Encinitas Mayor Teresa Barth acknowledged that the bill might lead to the city collecting less in property taxes. However, that could be partially offset by the small farms generating sales tax revenue. Analyzing the act demands looking at more than just the “sheer bottom line,” though, she added.
New streams of locally grown produce would give residents greater access to healthy food. Also, the city would benefit from added food security in the event of a disaster, she said.
Barth noted that farms could potentially set up on some of the city’s grandfathered-in lots with old greenhouses on them, but it’s still too early to tell.
She added that she’d probably bring the act up during a city economic planning session slated for February.
“It’s just a starting point for discussion,” Barth said.
Assembly member Philip Y. Ting from San Francisco authored the bill, which passed at the beginning of October. His office has received calls from politicians expressing interest in introducing the bill in Los Angeles County, San Francisco, Sacramento and other areas, he said.
And in some areas, a loose coalition of farmers and hip restaurant owners are advocating for the bill, he said.
“Community farms have been transformational in San Francisco,” Ting said. “We want to catalyze them throughout the state.”
The bill has its roots in California’s historic Williamson Act, which gives tax breaks to landowners dedicating 100-acres or greater to open space or agriculture. Yet, few can meet the 100-acre requirement in most cities, inspiring the bill, Ting said.
Reduced property tax revenue as a result of the bill would mean a loss of below $1 million in school aid annually, according to the California Senate Appropriations Committee. A study wasn’t performed specifically to chart the bill’s economic impact on local governments.
A 2008 study from the American Real Estate and Urban Economics Association found that community farms increased the value of neighboring properties in New York City over the course of 20 years. But the researchers noted they’re cautious about generalizing the results in other areas given the density of New York City, adding that little research has been done on the topic in other cities.
Landowners who ink a deal to lease to a farmer for five years would benefit from a property assessment based on the per acre value of irrigated cropland in California. In 2012, this was $12,000 per acre, according to the U.S. Department of Agriculture’s National Agricultural Statistics Service.
The bill does have a noteworthy restriction: Dwellings aren’t allowed on properties aiming for a tax reduction. Ting said that’s designed to prohibit homeowners from seeking a tax break by growing produce in their backyard.
Agriculture is on the upswing in San Diego County.
According to the San Diego County Department of Agriculture, Weights and Measures’ 2012 crop report, the number of acres of farmland rose for the first time in four years. The report notes that the county’s agriculture industry grew by 4 percent, reaching a worth of $1.75 billion.
The farm bureau also states that the county has more small farms (fewer than 10 acres) than anywhere else in the nation.

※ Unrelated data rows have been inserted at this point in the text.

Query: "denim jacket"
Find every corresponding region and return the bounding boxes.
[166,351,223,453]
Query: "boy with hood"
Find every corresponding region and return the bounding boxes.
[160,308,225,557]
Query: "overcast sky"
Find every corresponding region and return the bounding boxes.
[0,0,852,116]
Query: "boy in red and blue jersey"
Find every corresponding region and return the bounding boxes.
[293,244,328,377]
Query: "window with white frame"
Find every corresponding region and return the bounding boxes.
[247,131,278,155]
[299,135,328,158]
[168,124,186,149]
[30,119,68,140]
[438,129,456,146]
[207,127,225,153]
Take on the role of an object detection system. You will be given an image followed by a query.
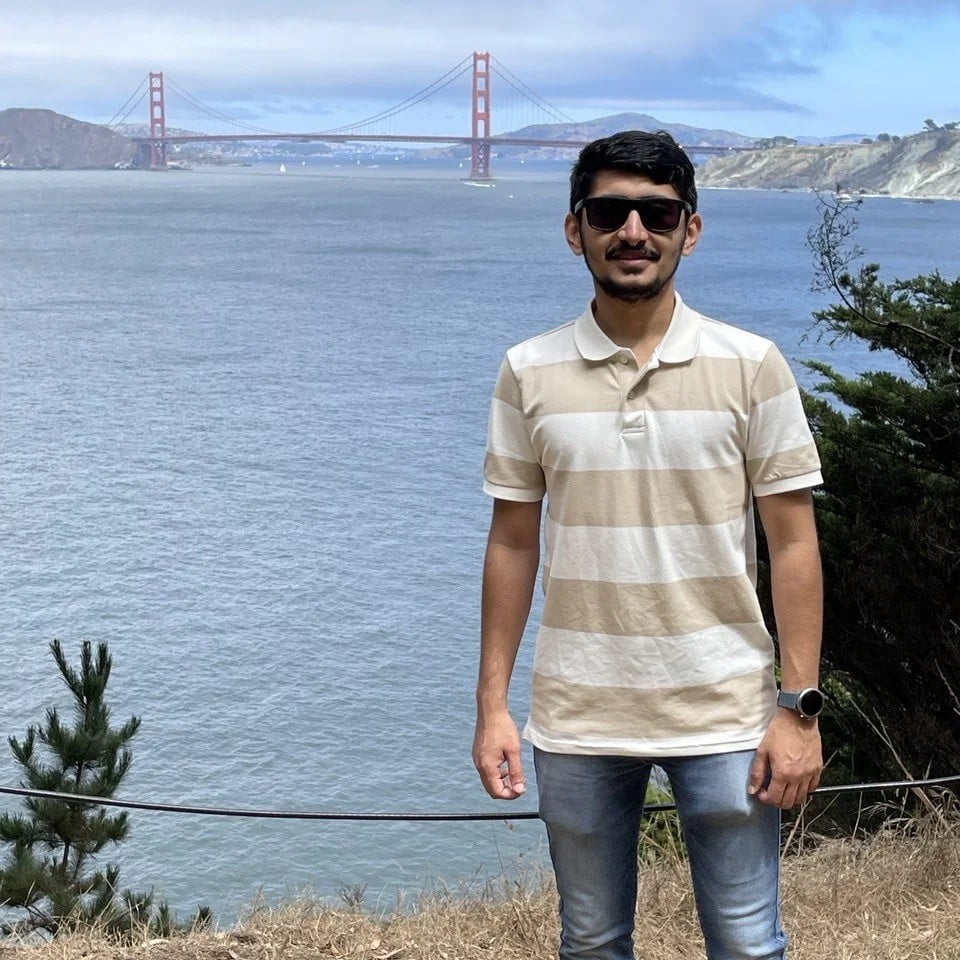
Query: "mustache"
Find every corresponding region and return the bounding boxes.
[604,243,660,260]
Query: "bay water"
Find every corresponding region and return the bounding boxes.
[0,162,960,923]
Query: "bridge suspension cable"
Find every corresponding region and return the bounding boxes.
[107,76,150,127]
[490,57,576,123]
[323,55,473,133]
[164,76,280,133]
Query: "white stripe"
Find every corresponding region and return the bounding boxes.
[487,397,537,463]
[530,410,743,470]
[747,389,813,460]
[697,317,773,362]
[523,724,775,758]
[545,514,749,583]
[507,323,583,371]
[533,623,773,690]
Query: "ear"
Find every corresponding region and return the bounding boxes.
[563,213,583,257]
[683,213,703,257]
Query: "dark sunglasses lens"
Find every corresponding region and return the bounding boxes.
[584,197,633,232]
[584,197,683,233]
[638,198,683,233]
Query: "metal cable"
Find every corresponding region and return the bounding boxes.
[323,57,472,133]
[491,57,576,123]
[164,76,280,134]
[106,76,150,127]
[0,774,960,822]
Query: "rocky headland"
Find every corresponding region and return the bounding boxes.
[0,107,137,170]
[697,130,960,197]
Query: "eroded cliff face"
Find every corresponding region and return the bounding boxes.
[0,107,137,170]
[697,130,960,198]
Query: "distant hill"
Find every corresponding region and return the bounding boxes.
[697,130,960,197]
[424,113,754,161]
[0,107,137,170]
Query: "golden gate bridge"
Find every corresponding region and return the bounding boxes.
[108,52,756,180]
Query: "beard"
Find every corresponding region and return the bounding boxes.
[583,242,683,303]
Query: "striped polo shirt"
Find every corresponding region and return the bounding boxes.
[484,296,822,758]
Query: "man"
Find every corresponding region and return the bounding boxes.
[474,131,823,960]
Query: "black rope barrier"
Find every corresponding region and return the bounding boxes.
[0,774,960,823]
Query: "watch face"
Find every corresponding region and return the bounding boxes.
[797,687,823,717]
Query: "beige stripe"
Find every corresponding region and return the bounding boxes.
[544,463,750,527]
[750,347,797,405]
[747,443,820,483]
[530,669,774,740]
[543,566,762,637]
[518,357,782,417]
[483,453,543,490]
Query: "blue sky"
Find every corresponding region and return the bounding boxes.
[0,0,960,136]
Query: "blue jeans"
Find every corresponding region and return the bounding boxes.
[534,749,787,960]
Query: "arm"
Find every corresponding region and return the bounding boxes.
[473,499,541,800]
[750,490,823,810]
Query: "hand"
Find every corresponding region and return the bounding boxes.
[748,709,823,810]
[473,711,527,800]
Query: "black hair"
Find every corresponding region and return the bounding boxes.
[570,130,697,213]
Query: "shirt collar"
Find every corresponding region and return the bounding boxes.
[573,293,700,363]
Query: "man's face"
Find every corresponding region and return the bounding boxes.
[564,170,703,303]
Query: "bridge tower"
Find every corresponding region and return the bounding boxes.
[150,73,167,170]
[470,53,490,180]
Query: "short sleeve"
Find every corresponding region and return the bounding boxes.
[746,344,823,497]
[483,358,546,502]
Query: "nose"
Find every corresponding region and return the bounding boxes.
[617,210,649,243]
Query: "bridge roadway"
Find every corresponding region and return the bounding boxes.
[130,133,757,155]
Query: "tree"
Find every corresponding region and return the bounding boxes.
[792,197,960,778]
[0,640,210,936]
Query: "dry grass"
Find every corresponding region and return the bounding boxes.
[0,822,960,960]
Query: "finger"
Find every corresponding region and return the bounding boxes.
[757,776,786,807]
[778,782,799,810]
[477,756,512,800]
[506,748,527,796]
[747,751,769,797]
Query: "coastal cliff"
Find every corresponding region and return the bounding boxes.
[0,107,137,170]
[697,130,960,197]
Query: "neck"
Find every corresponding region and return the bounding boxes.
[593,283,675,355]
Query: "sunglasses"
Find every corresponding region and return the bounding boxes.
[573,197,693,233]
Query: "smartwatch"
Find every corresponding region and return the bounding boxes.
[777,687,827,720]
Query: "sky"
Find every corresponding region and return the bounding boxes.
[0,0,960,137]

Organic farmer Scott Murray, who also teaches sustainable farming at San Diego City College, said the time is ripe for more mini-farms. Because the county is becoming denser, the farming of the future will take advantage of innovative growing techniques on smaller parcels of land, he said.
“The bill is a step in the right direction for encouraging my students and other young farmers,” Murray said.
He added that organic farmers sometimes operate on a short-term lease. The bill’s five-year lease provision would give farmers who are in for the long haul some peace of mind.
“They have to worry less about the property becoming too valuable and being sold,” Murray said.
This article was updated to clarify that the city of San Diego has 1.3 million people, not 3 million people as originally stated.
Also, a section of the article was updated at the request of Winkler. The article originally stated that Winkler believes the bill could prevent future development. However, he wished to clarify that it’s more likely the bill would give property owners an incentive to do something with idle land that’s not slated for imminent development.